We Are Better Than This fundamentally reframes budget debates in the United States. Author Edward D. Kleinbard explains how the public’s preoccupation with tax policy alone has
obscured any understanding of government’s ability to complement the private sector through investment and insurance programs that enhance the general welfare and prosperity of our society at
large.
He argues that when we choose how government should spend and tax, we open a window into our "fiscal soul," because those choices are the means by which we express the values we cherish and the
regard in which we hold our fellow citizens. Though these values are being diminished by short-sighted decisions to starve government, strategic government spending can directly make citizens
happier, healthier, and even wealthier.
Expertly combining the latest economic research with his insider knowledge of the budget process into a simple yet compelling narrative, he unmasks the tax mythologies and false arguments that
too often dominate contemporary discourse about budget policies. Large quantities of comparative data are succinctly distilled to situate the United States among its peer countries, so that
readers can judge for themselves whether contemporary budget choices really reflect our aspirational fiscal soul.

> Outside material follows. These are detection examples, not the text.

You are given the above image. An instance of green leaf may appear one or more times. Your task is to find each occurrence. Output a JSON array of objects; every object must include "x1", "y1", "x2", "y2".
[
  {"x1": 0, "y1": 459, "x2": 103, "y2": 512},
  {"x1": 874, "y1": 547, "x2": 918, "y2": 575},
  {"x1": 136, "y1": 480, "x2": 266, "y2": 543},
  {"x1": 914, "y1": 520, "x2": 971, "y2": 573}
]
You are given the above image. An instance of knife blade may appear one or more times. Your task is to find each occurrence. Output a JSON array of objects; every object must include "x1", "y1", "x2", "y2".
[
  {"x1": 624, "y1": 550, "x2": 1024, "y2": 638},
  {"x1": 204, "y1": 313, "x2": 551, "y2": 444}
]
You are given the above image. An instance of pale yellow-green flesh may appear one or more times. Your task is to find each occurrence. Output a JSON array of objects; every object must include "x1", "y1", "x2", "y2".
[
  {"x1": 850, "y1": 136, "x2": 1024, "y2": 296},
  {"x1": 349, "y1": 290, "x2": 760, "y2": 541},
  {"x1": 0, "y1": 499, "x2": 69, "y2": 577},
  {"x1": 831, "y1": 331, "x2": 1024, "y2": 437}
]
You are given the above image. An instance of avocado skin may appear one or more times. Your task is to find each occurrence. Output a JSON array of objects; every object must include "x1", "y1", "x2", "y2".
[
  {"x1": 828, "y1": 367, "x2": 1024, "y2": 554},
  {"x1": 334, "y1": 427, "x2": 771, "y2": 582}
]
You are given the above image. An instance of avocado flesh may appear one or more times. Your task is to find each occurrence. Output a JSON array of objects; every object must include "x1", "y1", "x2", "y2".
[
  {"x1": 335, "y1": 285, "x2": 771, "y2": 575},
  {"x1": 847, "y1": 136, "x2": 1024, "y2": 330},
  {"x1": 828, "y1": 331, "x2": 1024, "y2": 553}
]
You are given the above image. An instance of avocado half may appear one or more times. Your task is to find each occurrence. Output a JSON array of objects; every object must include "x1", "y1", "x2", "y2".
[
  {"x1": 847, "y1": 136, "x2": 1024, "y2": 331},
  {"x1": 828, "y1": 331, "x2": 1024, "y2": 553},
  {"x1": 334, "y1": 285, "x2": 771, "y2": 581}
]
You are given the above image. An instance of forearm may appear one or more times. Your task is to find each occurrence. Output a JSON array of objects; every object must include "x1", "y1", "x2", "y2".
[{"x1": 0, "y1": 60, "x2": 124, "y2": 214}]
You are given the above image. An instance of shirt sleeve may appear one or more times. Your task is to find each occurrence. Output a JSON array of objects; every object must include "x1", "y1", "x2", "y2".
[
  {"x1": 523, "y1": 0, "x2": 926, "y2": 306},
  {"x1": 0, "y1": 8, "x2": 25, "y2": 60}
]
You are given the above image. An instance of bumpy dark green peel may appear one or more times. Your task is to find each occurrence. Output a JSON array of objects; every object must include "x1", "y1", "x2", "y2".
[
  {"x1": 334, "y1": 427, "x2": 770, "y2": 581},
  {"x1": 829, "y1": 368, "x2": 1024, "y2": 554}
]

Kleinbard’s presentation takes a multi-disciplinary approach, drawing on economics, finance, law, political science and moral philosophy. He uniquely weaves economic research and moral
philosophy together by emphasizing our welfare, not just our national income, and by contrasting the actual beliefs of Adam Smith, a great moral philosopher, with the cartoon version of the man
presented by proponents of the most extreme forms of private market triumphalism.